Estonia’s Ardo Hansson, Finland’s Olli Rehn and Austria’s Ewald Nowotny all said this week’s disappointing preliminary figures for economic output in the euro zone would not derail the ECB’s tightening plans as inflation was still on the up.
The ECB has said it will halt its 2.6 trillion euro ($2.95 trillion) bond-buying program at the end of the year and could raise interest rates for the first time since 2011 sometime after next summer.
“I think we would need very material change in the outlook to somehow fundamentally change the policy outlook,” Hansson, Estonia’s central bank governor, told a news conference in Tallinn.
“If we are broadly on track, plus-minus a little bit, then I don’t think it causes for adjustment in neither direction.”

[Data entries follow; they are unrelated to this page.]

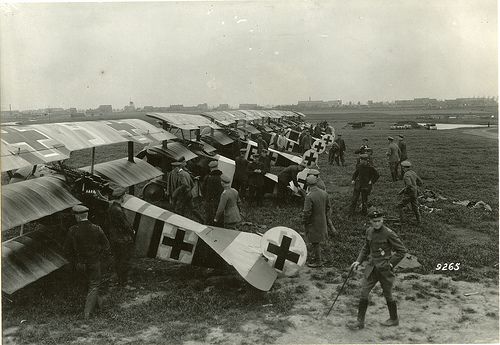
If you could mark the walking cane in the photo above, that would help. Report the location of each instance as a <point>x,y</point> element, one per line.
<point>341,289</point>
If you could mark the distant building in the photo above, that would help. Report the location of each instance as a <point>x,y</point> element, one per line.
<point>130,107</point>
<point>107,108</point>
<point>248,106</point>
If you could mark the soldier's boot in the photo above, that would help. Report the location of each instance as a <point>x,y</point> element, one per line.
<point>359,323</point>
<point>393,315</point>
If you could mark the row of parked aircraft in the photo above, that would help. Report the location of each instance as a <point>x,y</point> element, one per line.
<point>42,189</point>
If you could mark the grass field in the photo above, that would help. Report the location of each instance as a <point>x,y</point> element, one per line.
<point>185,302</point>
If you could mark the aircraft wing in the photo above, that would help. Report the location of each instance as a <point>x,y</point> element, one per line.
<point>28,258</point>
<point>44,143</point>
<point>184,121</point>
<point>168,236</point>
<point>125,173</point>
<point>26,201</point>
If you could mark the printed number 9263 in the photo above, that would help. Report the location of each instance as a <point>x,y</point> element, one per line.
<point>448,266</point>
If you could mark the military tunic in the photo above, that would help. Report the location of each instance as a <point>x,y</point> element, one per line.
<point>377,249</point>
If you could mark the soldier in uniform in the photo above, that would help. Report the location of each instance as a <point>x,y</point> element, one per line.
<point>341,151</point>
<point>319,182</point>
<point>85,246</point>
<point>379,244</point>
<point>363,179</point>
<point>228,210</point>
<point>261,144</point>
<point>316,219</point>
<point>121,235</point>
<point>240,177</point>
<point>393,155</point>
<point>404,155</point>
<point>410,191</point>
<point>286,176</point>
<point>182,193</point>
<point>211,190</point>
<point>256,180</point>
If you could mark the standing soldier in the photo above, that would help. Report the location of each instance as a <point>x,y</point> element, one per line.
<point>121,235</point>
<point>256,180</point>
<point>211,190</point>
<point>410,191</point>
<point>393,155</point>
<point>363,179</point>
<point>182,194</point>
<point>380,242</point>
<point>342,149</point>
<point>305,142</point>
<point>319,182</point>
<point>404,155</point>
<point>316,219</point>
<point>333,154</point>
<point>228,210</point>
<point>287,175</point>
<point>240,177</point>
<point>261,144</point>
<point>85,246</point>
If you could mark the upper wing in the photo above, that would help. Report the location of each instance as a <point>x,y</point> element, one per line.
<point>184,121</point>
<point>25,201</point>
<point>28,258</point>
<point>43,143</point>
<point>166,235</point>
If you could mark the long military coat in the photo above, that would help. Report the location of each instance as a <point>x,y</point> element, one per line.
<point>316,212</point>
<point>378,249</point>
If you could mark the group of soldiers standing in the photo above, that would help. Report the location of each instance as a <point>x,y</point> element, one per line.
<point>87,243</point>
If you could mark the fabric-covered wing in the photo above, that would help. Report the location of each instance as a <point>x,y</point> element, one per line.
<point>26,201</point>
<point>184,121</point>
<point>28,258</point>
<point>166,235</point>
<point>28,144</point>
<point>125,173</point>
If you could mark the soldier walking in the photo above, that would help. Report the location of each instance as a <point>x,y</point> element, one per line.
<point>228,210</point>
<point>410,191</point>
<point>341,150</point>
<point>121,236</point>
<point>404,155</point>
<point>393,155</point>
<point>380,242</point>
<point>211,190</point>
<point>287,175</point>
<point>85,246</point>
<point>240,177</point>
<point>316,219</point>
<point>363,179</point>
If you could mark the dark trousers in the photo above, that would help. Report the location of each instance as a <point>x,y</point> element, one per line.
<point>122,252</point>
<point>256,194</point>
<point>240,186</point>
<point>210,211</point>
<point>386,279</point>
<point>282,192</point>
<point>413,201</point>
<point>339,158</point>
<point>92,273</point>
<point>393,167</point>
<point>364,199</point>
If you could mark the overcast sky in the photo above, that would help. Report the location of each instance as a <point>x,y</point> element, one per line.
<point>84,55</point>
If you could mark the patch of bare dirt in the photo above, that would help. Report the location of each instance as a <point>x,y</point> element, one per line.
<point>432,309</point>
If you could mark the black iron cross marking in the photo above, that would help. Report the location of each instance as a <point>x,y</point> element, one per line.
<point>283,253</point>
<point>28,137</point>
<point>319,146</point>
<point>310,159</point>
<point>131,130</point>
<point>177,244</point>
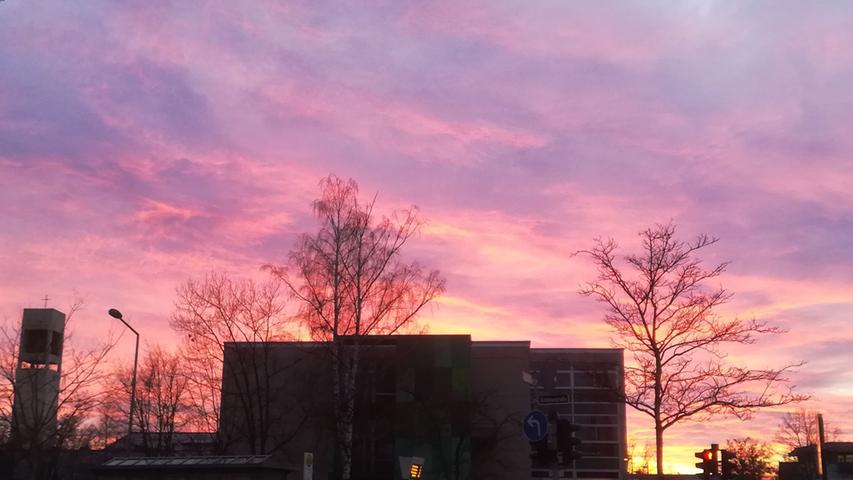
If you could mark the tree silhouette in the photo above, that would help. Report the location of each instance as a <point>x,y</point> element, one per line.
<point>350,282</point>
<point>663,313</point>
<point>213,316</point>
<point>753,459</point>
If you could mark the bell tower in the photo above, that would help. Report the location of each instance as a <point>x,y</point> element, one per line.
<point>37,376</point>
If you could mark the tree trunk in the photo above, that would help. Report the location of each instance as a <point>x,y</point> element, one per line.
<point>659,447</point>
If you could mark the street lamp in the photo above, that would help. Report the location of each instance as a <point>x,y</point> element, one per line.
<point>116,314</point>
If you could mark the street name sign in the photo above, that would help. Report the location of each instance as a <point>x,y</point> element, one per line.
<point>535,425</point>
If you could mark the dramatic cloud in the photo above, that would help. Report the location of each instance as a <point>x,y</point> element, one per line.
<point>142,144</point>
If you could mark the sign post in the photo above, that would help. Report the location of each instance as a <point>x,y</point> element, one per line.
<point>308,466</point>
<point>535,425</point>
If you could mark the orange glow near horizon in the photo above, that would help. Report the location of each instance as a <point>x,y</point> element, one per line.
<point>145,144</point>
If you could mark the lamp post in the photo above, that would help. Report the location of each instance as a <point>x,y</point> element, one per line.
<point>116,314</point>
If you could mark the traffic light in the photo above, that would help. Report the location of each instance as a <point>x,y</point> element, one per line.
<point>728,466</point>
<point>566,442</point>
<point>708,463</point>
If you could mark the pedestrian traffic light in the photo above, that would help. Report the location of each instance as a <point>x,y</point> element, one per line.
<point>566,442</point>
<point>728,466</point>
<point>708,463</point>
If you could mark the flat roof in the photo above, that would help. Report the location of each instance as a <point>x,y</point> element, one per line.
<point>195,462</point>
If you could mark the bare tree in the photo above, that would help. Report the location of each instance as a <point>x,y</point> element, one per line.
<point>664,314</point>
<point>162,405</point>
<point>753,459</point>
<point>214,316</point>
<point>351,282</point>
<point>799,428</point>
<point>83,370</point>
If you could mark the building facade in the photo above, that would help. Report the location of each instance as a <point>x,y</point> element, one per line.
<point>455,403</point>
<point>37,378</point>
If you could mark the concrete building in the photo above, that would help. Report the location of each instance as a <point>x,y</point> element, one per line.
<point>837,460</point>
<point>37,377</point>
<point>455,403</point>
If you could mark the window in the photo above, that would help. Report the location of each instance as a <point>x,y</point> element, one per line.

Austria’s central bank governor Nowotny, who like Hansson is regarded as a policy hawk, also saw no need to change tack as some of the economic slowdown was due to temporary factors, affecting for example German car-makers.
The euro zone economy is estimated to have grown by just 0.2 percent quarter-on-quarter in the three months to September, as the public mood turned darker and signs of distress emerged in Italy, where government plans to expand the country’s deficit have upset investors.
But inflation in the bloc came in at 2.2 percent in October, exceeding the ECB’s target for a fifth straight month thanks to higher food and energy prices.
“After a decade of exceptional measures, prospects for returning to a more conventional interest rate environment and a more normal Eurosystem balance sheet have slowly strengthened,” Rehn, the Finnish central bank governor, told a conference in Helsinki.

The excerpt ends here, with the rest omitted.